Blair then rejoined the band after 20 years away. “I don’t think the band continues without Ron,” Tench told Rolling Stone recently, recalling that pivotal time. “Bringing in someone new wouldn’t have worked.”
Stan Lynch, who left the Heartbreakers in 1994, reunited with Petty and the band for their 2002 induction into the Rock and Roll Hall of Fame. Epstein was there, but in poor health, and he’d be gone a year later. It would also be the last time Lynch ever played with Petty.
He admitted to Zanes that he never forgave Petty for not attending Epstein’s funeral. “I can’t, I wish I could,” he said.
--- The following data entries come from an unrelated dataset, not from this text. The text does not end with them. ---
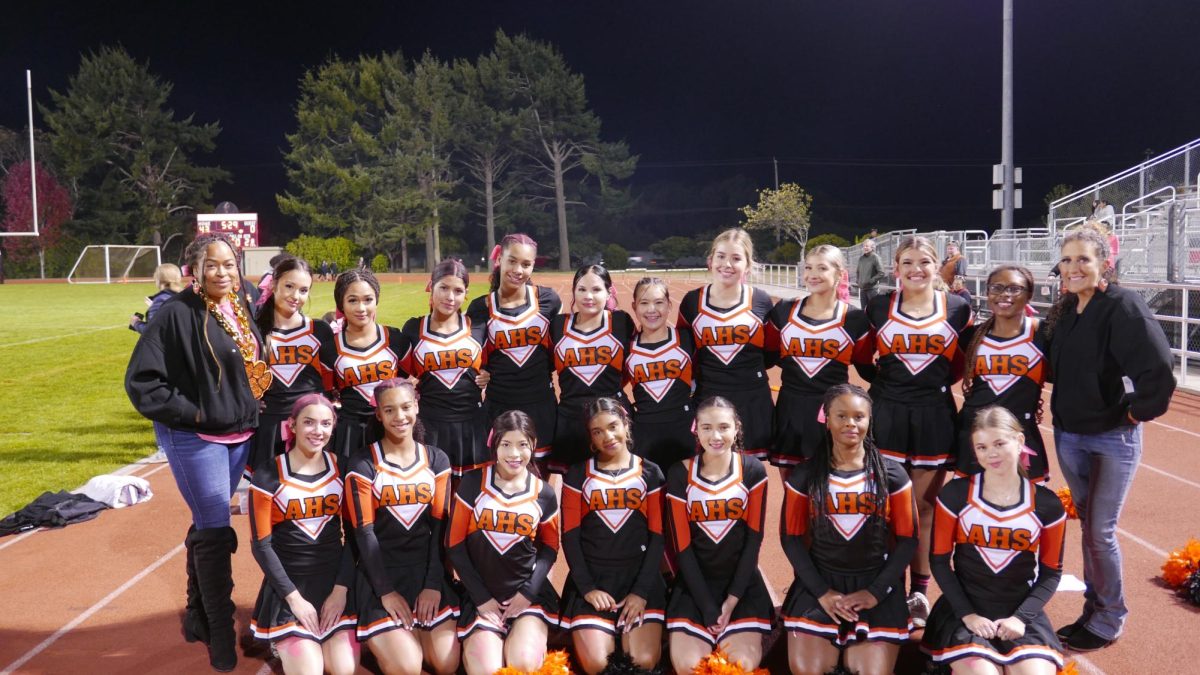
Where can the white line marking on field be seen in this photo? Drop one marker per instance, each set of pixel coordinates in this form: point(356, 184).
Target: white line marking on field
point(75, 622)
point(60, 336)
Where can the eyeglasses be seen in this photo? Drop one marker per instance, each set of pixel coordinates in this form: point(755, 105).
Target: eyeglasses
point(1001, 290)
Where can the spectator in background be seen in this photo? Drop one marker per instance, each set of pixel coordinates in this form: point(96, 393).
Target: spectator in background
point(954, 264)
point(869, 274)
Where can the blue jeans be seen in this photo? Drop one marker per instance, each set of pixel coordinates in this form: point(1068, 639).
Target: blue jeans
point(205, 472)
point(1099, 471)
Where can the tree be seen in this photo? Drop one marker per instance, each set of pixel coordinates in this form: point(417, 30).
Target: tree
point(126, 159)
point(784, 210)
point(558, 133)
point(53, 210)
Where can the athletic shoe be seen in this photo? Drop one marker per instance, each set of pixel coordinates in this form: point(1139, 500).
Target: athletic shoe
point(1085, 640)
point(918, 608)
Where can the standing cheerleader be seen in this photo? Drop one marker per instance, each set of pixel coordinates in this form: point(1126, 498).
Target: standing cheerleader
point(1006, 365)
point(819, 338)
point(659, 366)
point(304, 605)
point(293, 352)
point(735, 341)
point(849, 529)
point(517, 317)
point(399, 491)
point(503, 542)
point(589, 348)
point(612, 535)
point(717, 503)
point(445, 357)
point(917, 335)
point(361, 356)
point(1006, 537)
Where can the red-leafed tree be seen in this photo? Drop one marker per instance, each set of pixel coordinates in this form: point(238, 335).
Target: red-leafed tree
point(54, 208)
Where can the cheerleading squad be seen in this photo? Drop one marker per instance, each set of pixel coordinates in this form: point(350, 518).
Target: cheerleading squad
point(414, 514)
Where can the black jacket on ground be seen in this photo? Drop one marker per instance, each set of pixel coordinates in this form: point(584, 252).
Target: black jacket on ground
point(1115, 336)
point(186, 371)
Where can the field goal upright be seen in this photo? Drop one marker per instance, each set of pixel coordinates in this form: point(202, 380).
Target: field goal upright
point(106, 263)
In response, Petty says he went to a separate, private memorial for his fallen bandmate. “I don’t think Stan knows what we went through with Howie,” says Petty. “Nobody does. I owe Howie more than to tell those tales. But I will say that I miss him all the time. I hear his voice on records, and it just kills me.”
It’s still hard to grasp that, from now on, when we hear Tom Petty’s voice we’ll be remembering him.
In 2004, when George Harrison was inducted posthumously as a solo artist into the Rock and Roll Hall of Fame, Petty teamed with fellow Traveling Wilbury Jeff Lynne, Steve Winwood, George’s son Dhani Harrison, guitarist Marc Mann and Prince (who was also being inducted that year) for a tribute performance of “As My Guitar Gently Weeps.”
After Prince died last year, Petty was among those who remembered the performance—which was punctuated by a three-minute Prince solo—to the New York Times.
“It’s funny because just a few days ago, he was in mind all afternoon, I was thinking about him,” Petty said about his fellow rock star. “And I had just been talking with Susanna Hoffs of the Bangles—he wrote their ‘Manic Monday’ song. She was telling me the story of that, of how she came to have that song and meet Prince. And I was thinking about him a lot that day, and I almost told myself I was going to call him and just see how he was. I’m starting to think you should just act on those things all the time.”